- 2009年6月20日 00:15
- 1875年(明治8年) | 聖徳記念絵画館

聖徳記念絵画館 壁画「地方官会議臨御御深曾木」
磯田長秋 筆
公爵 木戸孝一 奉納
1875年(明治8年)6月20日
浅草本願寺書院
地方官第一回会議は(明治8年)5月5日を以て召集命令を発せられ、6月20日、東京浅草区東本願寺書院に於て開会式を挙げ、明治天皇臨幸、勅語を賜ったのでした。
これに対し議長木戸孝允は、翌日参内議員を代表して奉答書を奉りました。
地方官会議は明治前期に行われた府県行政長官による会議で、1873年(明治6年)大蔵省開催の地方官会合を含めて全部で4回開かれました。
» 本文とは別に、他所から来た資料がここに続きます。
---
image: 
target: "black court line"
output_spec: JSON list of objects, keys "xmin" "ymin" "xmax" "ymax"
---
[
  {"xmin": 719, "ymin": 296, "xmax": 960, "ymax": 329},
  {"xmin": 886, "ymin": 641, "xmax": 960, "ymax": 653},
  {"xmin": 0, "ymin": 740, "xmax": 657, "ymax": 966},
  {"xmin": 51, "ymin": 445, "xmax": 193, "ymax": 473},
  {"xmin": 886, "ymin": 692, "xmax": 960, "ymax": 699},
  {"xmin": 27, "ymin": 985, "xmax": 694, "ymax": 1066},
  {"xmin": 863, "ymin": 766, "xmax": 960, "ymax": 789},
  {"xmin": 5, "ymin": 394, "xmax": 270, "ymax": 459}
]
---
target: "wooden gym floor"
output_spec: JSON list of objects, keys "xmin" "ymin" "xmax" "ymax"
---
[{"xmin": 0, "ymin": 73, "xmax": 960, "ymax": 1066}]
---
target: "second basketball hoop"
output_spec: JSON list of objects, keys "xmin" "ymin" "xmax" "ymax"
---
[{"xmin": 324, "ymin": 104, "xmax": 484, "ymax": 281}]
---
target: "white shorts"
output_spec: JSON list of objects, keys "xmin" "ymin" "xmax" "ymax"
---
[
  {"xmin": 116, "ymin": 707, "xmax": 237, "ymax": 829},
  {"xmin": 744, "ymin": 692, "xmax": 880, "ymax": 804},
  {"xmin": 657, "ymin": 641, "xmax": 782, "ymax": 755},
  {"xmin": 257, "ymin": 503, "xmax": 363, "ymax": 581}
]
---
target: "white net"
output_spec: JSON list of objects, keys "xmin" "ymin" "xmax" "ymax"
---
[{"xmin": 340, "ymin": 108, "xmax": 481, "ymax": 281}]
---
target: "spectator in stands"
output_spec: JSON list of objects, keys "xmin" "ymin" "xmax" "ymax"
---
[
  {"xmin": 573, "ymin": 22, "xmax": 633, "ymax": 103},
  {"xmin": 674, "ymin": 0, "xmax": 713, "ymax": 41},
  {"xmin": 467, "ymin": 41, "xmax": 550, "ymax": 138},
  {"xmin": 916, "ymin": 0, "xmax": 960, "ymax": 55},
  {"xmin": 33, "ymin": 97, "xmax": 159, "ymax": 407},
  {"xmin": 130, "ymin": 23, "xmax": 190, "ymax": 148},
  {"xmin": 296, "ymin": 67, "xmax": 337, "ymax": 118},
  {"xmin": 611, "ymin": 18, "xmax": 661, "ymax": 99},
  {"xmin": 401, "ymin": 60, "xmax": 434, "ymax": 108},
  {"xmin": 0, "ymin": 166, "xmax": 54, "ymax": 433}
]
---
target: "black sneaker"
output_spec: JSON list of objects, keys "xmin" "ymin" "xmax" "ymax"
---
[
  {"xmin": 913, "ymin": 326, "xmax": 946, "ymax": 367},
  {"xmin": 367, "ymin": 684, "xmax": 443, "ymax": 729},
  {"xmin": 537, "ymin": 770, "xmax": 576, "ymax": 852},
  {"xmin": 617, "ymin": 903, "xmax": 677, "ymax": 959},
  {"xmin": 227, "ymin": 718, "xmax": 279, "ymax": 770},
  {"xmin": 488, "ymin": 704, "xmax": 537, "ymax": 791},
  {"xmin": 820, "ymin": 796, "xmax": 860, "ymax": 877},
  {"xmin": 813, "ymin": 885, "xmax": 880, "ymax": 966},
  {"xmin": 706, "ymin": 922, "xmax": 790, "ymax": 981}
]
当時の民撰議院論に対応し、太政官が立法議会として毎年1回開くことを1874年(明治7年)に布達したことで、開設は翌年の1875年(明治8年)大阪会議の決定をうけたものになります。
この会議の議案はおよそ五案から成り、
- 道路橋梁堤防とその経費
- 地方警察
- 地方民会
- 貧民救助方法
- 小学校設立及びその保護法
会期は20日間、各府県に対し人員を限って傍聴を認めます。
会議は第一及び第二の両案に就いて多くの日数を費やしてしまい、地方傍聴者が最も注目していた、第三案即ち地方民会の議事に入らずに会期が尽きようとしたものだから、彼らは会期延長を建言し、木戸議長はこれを容れて3日間延期します。しかし、それでも要領を得ずに議会は閉じられたのでした。
この会議で決定したのは租税を国税と府県税の二種に分けること、及び町村会を設けることでありました。特に後者の町村会は、やがて自治制の先駆をなしたものであります。